HER.  Is it unmeet that I should be well treated, because a stranger is dead?

SERV.  Surely however she was very near.

HER.  Has he forborne to tell me any calamity that there is?

SERV.  Depart and farewell; we have a care for the evils of our lords.

HER.  This speech is the beginning of no foreign loss.

SERV.  For I should not, had it been foreign, have been grieved at seeing thee reveling.

HER.  What! have I received so great an injury from mine host?

SERV.  Thou camest not in a fit time for the house to receive thee, for there is grief to us, and thou seest that we are shorn, and our black garments.

HER.  But who is it that is dead?  Has either any of his children died, or his aged father?

SERV.  The wife indeed of Admetus is dead, O stranger.

HER.  What sayst thou? and yet did ye receive me?

SERV. Yes, for he had too much respect to turn thee from his house.

HER.  O unhappy man, what a wife hast thou lost!
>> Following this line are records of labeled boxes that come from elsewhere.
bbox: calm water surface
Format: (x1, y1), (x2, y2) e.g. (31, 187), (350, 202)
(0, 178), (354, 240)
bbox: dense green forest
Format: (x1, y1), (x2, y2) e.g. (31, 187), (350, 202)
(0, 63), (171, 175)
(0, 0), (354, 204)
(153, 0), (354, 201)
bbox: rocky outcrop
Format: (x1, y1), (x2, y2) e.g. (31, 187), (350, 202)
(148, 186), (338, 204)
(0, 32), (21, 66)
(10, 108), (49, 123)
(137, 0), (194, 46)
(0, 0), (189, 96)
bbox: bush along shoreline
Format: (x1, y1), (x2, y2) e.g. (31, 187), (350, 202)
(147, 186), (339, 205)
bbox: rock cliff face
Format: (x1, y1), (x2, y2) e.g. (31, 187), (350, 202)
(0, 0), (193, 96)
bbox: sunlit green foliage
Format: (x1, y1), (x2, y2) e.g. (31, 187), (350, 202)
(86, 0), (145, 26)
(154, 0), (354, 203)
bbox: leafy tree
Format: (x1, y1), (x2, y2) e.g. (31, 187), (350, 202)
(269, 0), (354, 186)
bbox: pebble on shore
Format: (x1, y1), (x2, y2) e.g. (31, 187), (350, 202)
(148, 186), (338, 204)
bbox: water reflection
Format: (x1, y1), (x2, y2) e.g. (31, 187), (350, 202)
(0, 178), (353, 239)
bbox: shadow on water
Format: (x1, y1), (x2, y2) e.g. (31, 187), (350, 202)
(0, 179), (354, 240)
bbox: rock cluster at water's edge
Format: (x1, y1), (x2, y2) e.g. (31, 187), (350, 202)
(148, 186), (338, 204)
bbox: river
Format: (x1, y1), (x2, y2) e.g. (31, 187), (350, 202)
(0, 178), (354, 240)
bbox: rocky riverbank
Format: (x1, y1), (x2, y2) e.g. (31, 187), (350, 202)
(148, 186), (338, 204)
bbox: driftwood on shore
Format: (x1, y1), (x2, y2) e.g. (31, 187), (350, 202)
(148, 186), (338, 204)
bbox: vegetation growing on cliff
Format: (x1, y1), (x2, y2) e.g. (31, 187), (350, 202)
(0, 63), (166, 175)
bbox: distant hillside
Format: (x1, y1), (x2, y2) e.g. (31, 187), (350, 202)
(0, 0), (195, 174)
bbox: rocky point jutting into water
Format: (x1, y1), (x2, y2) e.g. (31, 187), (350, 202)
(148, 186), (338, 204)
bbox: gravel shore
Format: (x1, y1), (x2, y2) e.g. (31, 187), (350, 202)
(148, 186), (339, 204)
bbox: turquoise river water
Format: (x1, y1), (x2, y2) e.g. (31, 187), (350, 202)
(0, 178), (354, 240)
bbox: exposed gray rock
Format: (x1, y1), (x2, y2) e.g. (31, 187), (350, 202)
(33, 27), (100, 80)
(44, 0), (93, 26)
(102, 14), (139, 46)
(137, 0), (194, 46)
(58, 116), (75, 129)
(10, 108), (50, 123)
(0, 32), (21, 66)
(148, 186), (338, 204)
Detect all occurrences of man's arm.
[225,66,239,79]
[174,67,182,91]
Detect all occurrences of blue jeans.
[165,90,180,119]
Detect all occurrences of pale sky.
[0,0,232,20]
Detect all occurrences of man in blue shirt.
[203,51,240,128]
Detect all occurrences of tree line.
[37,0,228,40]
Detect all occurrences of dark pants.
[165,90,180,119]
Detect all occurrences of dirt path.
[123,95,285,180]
SERV.  We all are lost, not she alone.

HER.  But I did perceive it indeed, when I saw his eye streaming with tears, and his shorn hair, and his countenance; but he persuaded me, saying, that he was conducting the funeral of a stranger to the tomb:  but spite of my inclination having passed over these gates, I drank in the house of the hospitable man, while he was in this case, and reveled, crowned as to my head with garlands.  But ’twas thine to tell me not to do it, when such an evil was upon the house.  Where is he burying her? whither going can I find her?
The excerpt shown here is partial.